Insider trading trial starts for ex-Goldman director

The trial of the biggest suspect in a US crackdown on Wall Street insider trading, former Goldman Sachs director Rajat Gupta, started with a prosecutor saying the brilliant Indian-born immigrant "threw away his duties."

"Gupta threw away his duties, threw away his responsibilities and broke the law," Assistant US Attorney Reed Brodsky told a jury in New York federal court in his opening statement.

Brodsky said Gupta, 63, was "highly accomplished," but had a dark side, "hidden from public view" in which he fed confidential information to his friend and billionaire hedge fund investor Raj Rajaratnam.

Rajaratnam, founder of the Galleon Group, was convicted last year of insider trading and sentenced to 11 years in prison.

According to prosecutors, Gupta was a key cog in Rajaratnam's scheme. With a CV that included membership of the boards of Goldman Sachs and Procter & Gamble, and the top job at McKinsey & Co, Gupta was "the ultimate insider," Brodksy said.

Gupta is accused of tipping off Rajaratnam on bombshell market news such as Goldman's fourth quarter loss during the 2008 financial crisis -- early information that allegedly let Sri Lankan-born Rajaratnam make money when the news became public.

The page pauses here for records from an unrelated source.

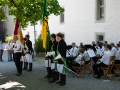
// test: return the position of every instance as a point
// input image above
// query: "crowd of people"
(60, 57)
(20, 53)
(101, 55)
(71, 55)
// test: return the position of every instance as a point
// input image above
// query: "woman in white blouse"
(8, 47)
(77, 60)
(117, 61)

Another alleged tip was that legendary investor Warren Buffett was about to pour $5 billion into Goldman Sachs, a vote of confidence that raised the bank's share price the next day, earning Rajaratnam about $1 million.

"He used those secrets to help his friend and business partner Raj Rajaratnam," Brodksy said. It "was like knowing about the outcome of a game before it ends."

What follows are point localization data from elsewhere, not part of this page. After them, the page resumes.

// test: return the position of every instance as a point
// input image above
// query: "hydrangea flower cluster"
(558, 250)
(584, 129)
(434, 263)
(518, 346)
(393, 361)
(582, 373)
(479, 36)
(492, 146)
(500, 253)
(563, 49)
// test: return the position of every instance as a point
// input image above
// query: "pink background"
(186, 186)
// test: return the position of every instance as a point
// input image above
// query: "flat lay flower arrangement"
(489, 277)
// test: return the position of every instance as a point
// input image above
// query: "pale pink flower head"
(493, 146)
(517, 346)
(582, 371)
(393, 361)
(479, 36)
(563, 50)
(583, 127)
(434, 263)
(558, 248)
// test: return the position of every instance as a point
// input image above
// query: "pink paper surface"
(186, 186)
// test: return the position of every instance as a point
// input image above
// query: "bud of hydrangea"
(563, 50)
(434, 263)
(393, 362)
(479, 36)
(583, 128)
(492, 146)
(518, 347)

Gupta, who could face a double-digit prison sentence if convicted, wore a dark suit and tie. He watched and listened intently as the three- to four-week trial got under way.

His lawyer, Gary Naftalis, said the prosecution was "cherry picking" evidence to cover up the lack of a solid case against a highly principled man.

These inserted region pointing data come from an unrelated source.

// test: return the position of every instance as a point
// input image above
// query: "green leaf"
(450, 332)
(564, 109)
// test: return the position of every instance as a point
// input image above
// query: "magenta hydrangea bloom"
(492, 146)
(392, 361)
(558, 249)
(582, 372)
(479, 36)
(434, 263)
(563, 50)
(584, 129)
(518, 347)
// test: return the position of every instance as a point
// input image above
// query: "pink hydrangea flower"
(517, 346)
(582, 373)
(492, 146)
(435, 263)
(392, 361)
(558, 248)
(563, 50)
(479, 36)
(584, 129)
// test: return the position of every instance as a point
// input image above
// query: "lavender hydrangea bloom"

"They're presenting a case that is based on speculation, that is guesswork," Naftalis said. "We don't convict people based on rumors, based on hearsay."

He described his client as a self-made success who worked his way from India through to the US economic elite, a man with a previously unblemished reputation who spends half of his time on charity duties, not business.

Crucially, Naftalis argues that the government has no smoking gun in the form of the kind of wire tapped telephone conversations that doomed Rajaratnam during his trial.

"There is not a single wire tap conversation where Rajat Gupta gives a single inside information," he said.

Earlier, the jury was picked from a pool of about 100.

Jury composition could be important in a city where the financial sector has huge weight, but where the reputation of Wall Street has been severely tarnished since the market crash of 2008 and national recession.

The defense team revealed just before the trial started that it had retained an expert advisor on the jury selection process and that it also wanted a high speed Internet connection in the courtroom so as to be able to communicate with its office co-workers on researching potential jurors.

Prosecutors objected to this, but the judge, Jed Rakoff, said he was not against instant research into jurors through Google and other search engines.

Often, "conflicts involving certain jurors so to speak have been discovered too late and I think it's better to find that out sooner than later," he said.

Among the first prosecution witnesses to then take the stand will be Goldman director William George and another Goldman high-ranking figure, Byron Trott. The bank's CEO, Lloyd Blankfein, could also take the stand later.